Teen girl's suicide leads to murder charge
SALT LAKE CITY — A judge has ruled an 18-year-old Utah man accused of encouraging a teen friend to hang herself and filming it because he was fascinated with death should stand trial on a murder charge.
Judge James Brady in a ruling Tuesday called the case unusual but said Tyerell Przybycien should be tried on allegations that he was deeply involved in 16-year-old Jchandra Brown's suicide planning.
The judge noted that police found a receipt showing Przybycien bought the rope she used and tied a knot in it for her.
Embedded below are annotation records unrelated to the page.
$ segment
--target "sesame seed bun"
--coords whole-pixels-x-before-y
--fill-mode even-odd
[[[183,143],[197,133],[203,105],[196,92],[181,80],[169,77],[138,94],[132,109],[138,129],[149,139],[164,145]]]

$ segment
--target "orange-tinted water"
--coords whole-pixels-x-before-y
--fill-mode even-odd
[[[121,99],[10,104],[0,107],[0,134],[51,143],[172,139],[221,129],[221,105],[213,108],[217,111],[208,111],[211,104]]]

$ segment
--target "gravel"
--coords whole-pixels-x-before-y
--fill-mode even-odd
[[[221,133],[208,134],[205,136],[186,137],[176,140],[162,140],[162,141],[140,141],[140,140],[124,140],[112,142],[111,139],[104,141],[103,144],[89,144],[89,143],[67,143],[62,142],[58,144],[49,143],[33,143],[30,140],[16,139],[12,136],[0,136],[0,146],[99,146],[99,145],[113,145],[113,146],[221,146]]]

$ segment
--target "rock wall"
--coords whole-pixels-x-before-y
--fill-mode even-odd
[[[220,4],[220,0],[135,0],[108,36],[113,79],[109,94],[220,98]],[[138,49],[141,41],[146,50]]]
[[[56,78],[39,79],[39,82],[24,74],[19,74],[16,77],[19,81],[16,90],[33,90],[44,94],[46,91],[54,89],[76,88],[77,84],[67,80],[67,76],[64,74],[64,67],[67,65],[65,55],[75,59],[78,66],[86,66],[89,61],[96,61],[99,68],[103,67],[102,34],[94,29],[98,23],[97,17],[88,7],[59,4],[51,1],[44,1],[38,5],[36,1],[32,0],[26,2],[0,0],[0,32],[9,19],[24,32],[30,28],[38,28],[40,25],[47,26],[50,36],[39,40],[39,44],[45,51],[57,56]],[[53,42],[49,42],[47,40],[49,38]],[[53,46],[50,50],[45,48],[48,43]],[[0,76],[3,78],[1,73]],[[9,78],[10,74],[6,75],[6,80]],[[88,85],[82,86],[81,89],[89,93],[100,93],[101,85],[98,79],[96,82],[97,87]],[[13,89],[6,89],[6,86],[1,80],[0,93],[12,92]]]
Przybycien also told her at times that he would also kill himself.
Przybycien told a friend that helping her would be "like getting away with murder," prosecutors have said.
His lawyers, though, have said the girl made her own choice — pointing to two suicide notes in her handwriting.
Defense lawyer Gregory Stewart has said Przybycien's actions "probably weren't very smart, not very kind" but did not amount to murder.
Brady said it will be up to a jury to decide whether the girl would have taken her life without Przybycien's help.
The Associated Press does not typically identify juveniles in crime cases, but the girl's mother has said she wanted her daughter identified to prevent anything similar from happening again.
The two drove on May 5 to a canyon about 60 miles south of Salt Lake City, where they tied the rope to a tree and fashioned a makeshift platform of rocks and wood underneath the tree.
Brown stood on the platform with the rope around her neck while Przybycien recorded a cellphone video of her inhaling compressed air from a canister, giggling and stepping off the platform, officials have said.
Authorities found a receipt showing Przybycien bought the rope and a phone containing the recording. While detectives were investigating, Przybycien showed up at the scene crying.
He has been jailed since his arrest.
Przybycien is charged with murder, which carries a maximum penalty of life in prison.
A jury could also be asked to consider convicting Przybycien of a lesser charge, such as manslaughter, which is punishable by up to 15 years in prison.